2 - OPINIÃO PÚBLICA, PESQUISAS ELEITORAIS E A INTERNET

20/05/2012 12:17

2 - OPINIÃO PÚBLICA, PESQUISAS ELEITORAIS E A INTERNET

     20.05.2012

     Adaptado e condensado pelo Blog, do texto de Marcelo Coutinho - FGV

     Fonte: http://www.opiniaopublica.ufmg.br/emdebate/coutinho9.pdf

 

 

Com o indiscutível crescimento e influências das Redes Sociais, destaque para Twitter e Facebook, que trocam  informações e tendências e a difundem em velocidade praticamente imediata, inclusive mobilizando internautas em torno de uma causa ou questão política, ou não, vamos nos utilizar do estudo no texto abaixo, de Marcelo Coutinho,  adaptado e condensado, para procurar entender melhor o impacto que a internet pode causar nas eleições 2012, que também aciona a opinião que se reflete nas pesquisas eleitorais:

 

“A popularização da Web em nosso país e a visibilidade alcançada pelo uso da rede na última campanha presidencial criaram uma grande expectativa sobre o impacto da Internet nas eleições de outubro. Com base em trabalhos desenvolvidos nos pleitos anteriores, além de observações mais recentes baseadas no uso das redes sociais digitais por parte de alguns partidos e pré-candidatos, acreditamos que embora a Internet tenha um impacto reduzido na conquista de votos para eleições majoritárias no Brasil, sua utilização no ciclo de produção de notícias e como instrumento auxiliar das pesquisas de intenção de voto não pode ser subestimado, e vai se constituir em um diferencial importante desta eleição em relação às disputas passadas.

 

Mídia Digital, Mídias Sociais: Possíveis Impactos

A verdadeira influência da rede nas eleições deverá acontecer em outros dois elementos da dinâmica eleitoral: a cobertura da mídia “tradicional” e as possibilidades de sua utilização para acompanhar os sentimentos dos eleitores de classe média e os mais jovens, se constituindo em um importante complemento das pesquisas de intenção de voto.

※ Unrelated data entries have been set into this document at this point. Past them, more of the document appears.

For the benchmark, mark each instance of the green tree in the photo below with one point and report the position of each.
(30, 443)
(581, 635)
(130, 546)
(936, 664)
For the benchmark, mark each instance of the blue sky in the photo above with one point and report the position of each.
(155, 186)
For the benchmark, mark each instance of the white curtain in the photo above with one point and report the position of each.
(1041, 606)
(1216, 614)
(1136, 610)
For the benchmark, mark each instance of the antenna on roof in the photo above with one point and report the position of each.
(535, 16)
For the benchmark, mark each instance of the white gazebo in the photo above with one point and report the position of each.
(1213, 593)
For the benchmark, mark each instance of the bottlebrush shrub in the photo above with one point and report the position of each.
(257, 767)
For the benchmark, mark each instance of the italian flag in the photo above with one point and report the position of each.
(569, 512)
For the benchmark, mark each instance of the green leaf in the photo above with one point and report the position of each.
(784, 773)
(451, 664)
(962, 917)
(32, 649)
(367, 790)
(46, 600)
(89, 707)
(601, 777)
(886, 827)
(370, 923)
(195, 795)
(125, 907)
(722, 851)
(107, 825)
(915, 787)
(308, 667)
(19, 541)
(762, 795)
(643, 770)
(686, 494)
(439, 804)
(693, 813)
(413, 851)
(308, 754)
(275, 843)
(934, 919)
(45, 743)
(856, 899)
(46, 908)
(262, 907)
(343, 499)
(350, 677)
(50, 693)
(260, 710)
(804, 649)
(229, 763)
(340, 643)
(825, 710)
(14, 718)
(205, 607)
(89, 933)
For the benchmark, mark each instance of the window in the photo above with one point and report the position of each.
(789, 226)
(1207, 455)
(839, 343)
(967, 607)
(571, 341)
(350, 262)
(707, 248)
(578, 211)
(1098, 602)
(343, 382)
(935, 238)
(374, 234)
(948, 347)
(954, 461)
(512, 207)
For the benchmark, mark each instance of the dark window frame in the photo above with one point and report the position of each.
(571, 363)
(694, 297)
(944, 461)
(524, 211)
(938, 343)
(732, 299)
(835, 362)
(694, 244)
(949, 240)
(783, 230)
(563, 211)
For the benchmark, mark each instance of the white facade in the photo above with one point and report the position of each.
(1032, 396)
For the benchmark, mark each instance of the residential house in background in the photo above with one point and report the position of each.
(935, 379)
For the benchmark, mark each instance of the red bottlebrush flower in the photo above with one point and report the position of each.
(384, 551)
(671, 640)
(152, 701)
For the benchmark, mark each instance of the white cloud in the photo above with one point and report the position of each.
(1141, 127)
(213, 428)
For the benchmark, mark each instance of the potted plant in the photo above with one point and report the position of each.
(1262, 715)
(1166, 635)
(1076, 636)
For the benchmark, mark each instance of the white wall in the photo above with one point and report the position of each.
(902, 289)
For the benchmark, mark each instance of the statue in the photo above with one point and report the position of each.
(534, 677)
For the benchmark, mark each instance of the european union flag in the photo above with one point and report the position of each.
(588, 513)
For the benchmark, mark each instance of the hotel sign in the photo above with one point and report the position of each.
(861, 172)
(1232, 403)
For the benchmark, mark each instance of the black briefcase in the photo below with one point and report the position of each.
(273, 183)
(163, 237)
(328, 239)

Em relação a sua combinação com a mídia tradicional, os estudos que já realizados demonstrou que boa parte dos eleitores que não se “reconhecia” nos veículos de comunicação tradicional buscou nos blogs e comunidades da Internet informações que pudessem sustentar seu ponto de vista ou ao menos se contrapor ao que viam como “manipulação da imprensa”, independente da preferência partidária. O extraordinário crescimento da utilização da mídia social, e sua credibilidade próxima dos veículos tradicionais (até porque as “conversações” nas redes sociais se alimentam da mixagem do conteúdo produzido por estes mesmos veículos), nos faz prever um uso mais intenso desta forma de comunicação do que verificamos na última eleição, embora ainda torne claro se isto vai beneficiar uma ou outra candidatura.

A dinâmica entre as movimentações nas mídias sociais e pesquisas de intenção de voto é ainda mais polêmica e incerta, mas merece ser acompanhado com atenção. Os blogs, sites de redes sociais e o Twitter se tornaram um verdadeiro repositório de opiniões e comportamentos que, devidamente rastreados, podem se constituir em importante fonte de informação. Isso deve ser visto com certa cautela, pois a composição dos usuários reflete a da parcela mais jovem, com melhores condições de vida e educação da população em geral. Mas para determinadas faixas etárias (entre 16 e 35 anos), classes sociais (A, B, C) e algumas regiões, é possível que os movimentos de opinião observáveis nas redes sociais antecipem tendências que somente serão captadas posteriormente (e com um custo muito mais elevado) através das pesquisas tradicionais de intenção de voto e temas de campanha. Se e como os partidos estarão atentos a isso é outra história, mas sem dúvida o surgimento de fontes “alternativas” de informação sobre intenção de voto e desempenho de candidaturas vai tornar mais difícil a vida dos institutos.

Certamente ainda é cedo para se falar que será uma “eleição digital”. Mas com certeza será a eleição na qual as relações entre mídia, poder e formatos digitais de comunicação estarão no centro dos debates, ao menos do ponto de vista acadêmico e dos internautas.”